McRae v. . Davis

58 N.C. 140 | N.C. | 1859

D. A. Davis, as cashier of the branch of the Bank of Cape Fear, at Salisbury, obtained a judgment at law against William McRae, Calvin Cochran and others, upon which an execution issued (141) directed to the sheriff of Montgomery County, in which county all the defendants resided. The defendant Cochran was the sheriff of that county, and, as such, he proceeded to collect the money out of his codefendant, the principal in the execution, and did collect the whole sum out of him, but he appropriated the money to his own purposes and made no return of the execution. Execution again issued, and Cochran having gone out of office, his successor was about to make the money a second time out of McRae when he was restrained by the writ of injunction issued in this case.

On the coming in of the answer, the court ordered the injunction to be dissolved, and the plaintiff appealed. There is no error in the decretal order. The injunction was improvidently granted, and ought to have been dissolved on the ground that the bill discloses no equity.

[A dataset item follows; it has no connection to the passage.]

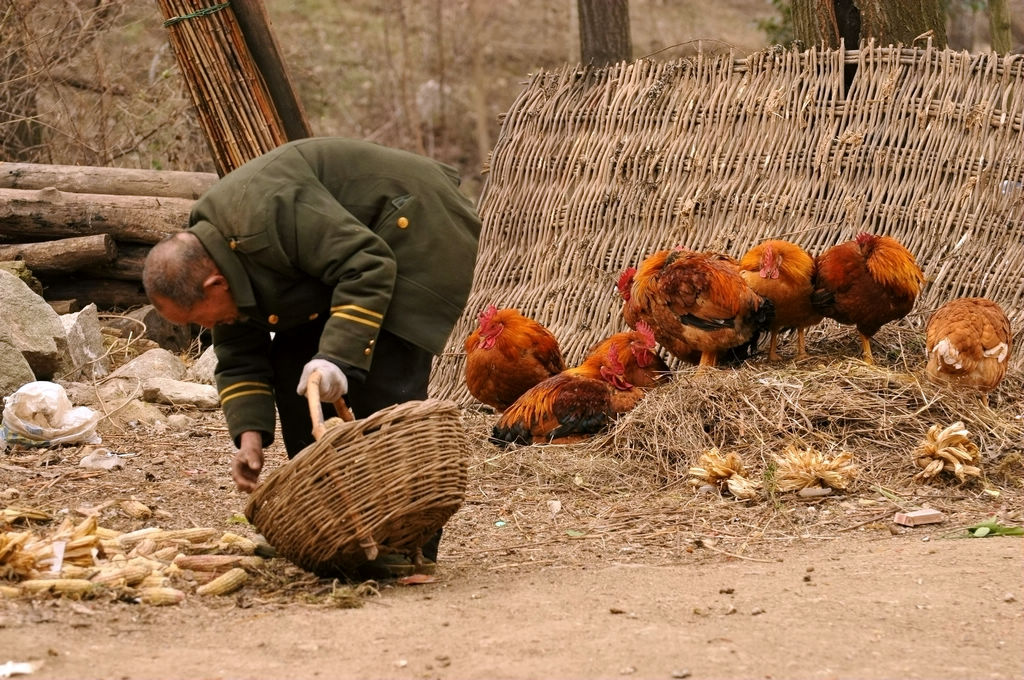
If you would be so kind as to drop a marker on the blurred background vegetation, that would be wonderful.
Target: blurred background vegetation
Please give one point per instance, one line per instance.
(94, 82)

The case turns upon the effect of a payment by McRae, the principal in the execution, to the sheriff, Calvin Cochran, who held the execution, and who was one of the defendants in the execution. Was this a satisfaction of the judgment? If it was, then the execution which afterwards issued, and in regard to which the injunction is granted, was, in law, of no force or effect, and the plaintiff had a plain remedy in the court from which it issued, by writ of audita querela, to have the execution called in and satisfaction entered on the record. The same thing could have been done upon notice and motion in the nature of an auditaquerela, which, in our practice, is substituted for the ancient judicial writ issued by the court where the judgment was not (142) purchased out of the court of chancery like an original writ. See Fitzherbert's Natura Brevium. *122

If the payment by McRae to Cochran was not a satisfaction, then, of course, the plaintiffs have no equity. So, taking it either way, the question — satisfaction or no satisfaction — was a dry question of law; and there is no equitable ingredient involved in it.

PER CURIAM. Decretal order affirmed.